Λόγος is constant gathering, the gatheredness of beings that stands in itself, that is, Being. So κατὰ τὸν λόγον in fragment 1 means the same as κατὰ φύσιν. Φύσις and λόγος are the same. Λόγος characterizes Being in a new and yet old respect: that which is in being, which stands straight and prominently in itself, is gathered in itself and from itself, and holds itself in such gathering. The ἐόν, the being, is according to its essence ξυνόν, a gathered coming to presence; ξυνόν does not mean the “universal,” but rather what gathers everything together in itself and holds it together. For example, according to fragment 114 such a ξυνόν is the νόμος for the πόλις, ordinance [positing as placing together],34 the inner composition of the polis, not something universal, not the sort of thing that floats above all and seizes none, but the originally unifying unity of what strives in confrontation. Caprice, ἰδία φρόνησις,35 for which λόγος remains closed off, always takes hold only of this side or the other, and believes that it thereby has the truth. Fragment 103 says: “gathered in itself, the same is the beginning and the end in the circumference of the circle.” It would be senseless to want to take ξυνόν here as the “universal.”36
34. “Satzung [setzen als zusammenstellen]”: the bracketed phrase is in parentheses in the 1953 edition. Here Heidegger draws attention to several related words and concepts. Νόμος in Greek means a law or convention, a way of doing things instituted by human beings. Satzung in German means ordinance or statute. Setzen and stellen both mean to set, put, posit, or place. The German word for a law is ein Gesetz, a rule that has been set down as binding.
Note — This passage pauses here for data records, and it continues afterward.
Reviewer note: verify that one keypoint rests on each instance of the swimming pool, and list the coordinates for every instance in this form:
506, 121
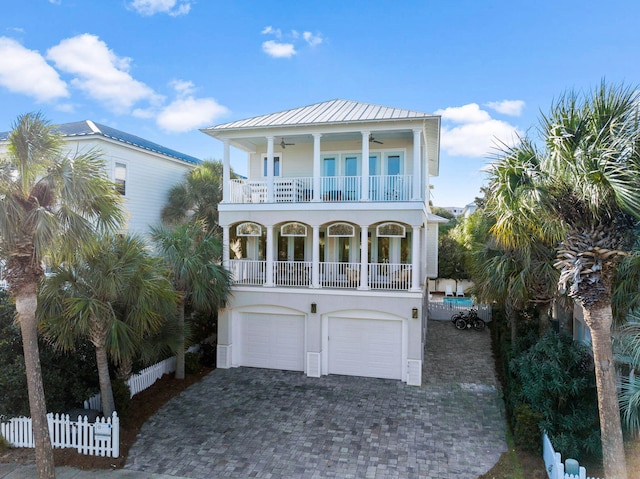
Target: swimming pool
458, 301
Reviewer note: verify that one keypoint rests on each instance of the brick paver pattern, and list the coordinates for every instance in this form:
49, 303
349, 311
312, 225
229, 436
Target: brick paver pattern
246, 422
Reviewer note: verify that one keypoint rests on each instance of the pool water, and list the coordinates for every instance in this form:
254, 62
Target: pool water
458, 301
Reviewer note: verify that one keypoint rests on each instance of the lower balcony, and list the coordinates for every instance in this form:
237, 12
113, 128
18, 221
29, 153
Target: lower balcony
299, 274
Heraclitus’s fragment 114 begins: “if we speak mindfully we must base our strength on what is common to all, as the city on law, and far more strongly” (ξὺν νόῳ λέγοντας ἰσχυρίζεσθαι χρὴ τῷ ξυνῷ πάντων, ὅκωσπερ νόμῳ πόλις καὶ πολὺ ἰσχυροτέρως).
35. “One’s own understanding”: Heraclitus, fragment 2.
36. A more conventional translation would render ξυνόν simply as “the same” instead of “gathered in itself, the same.”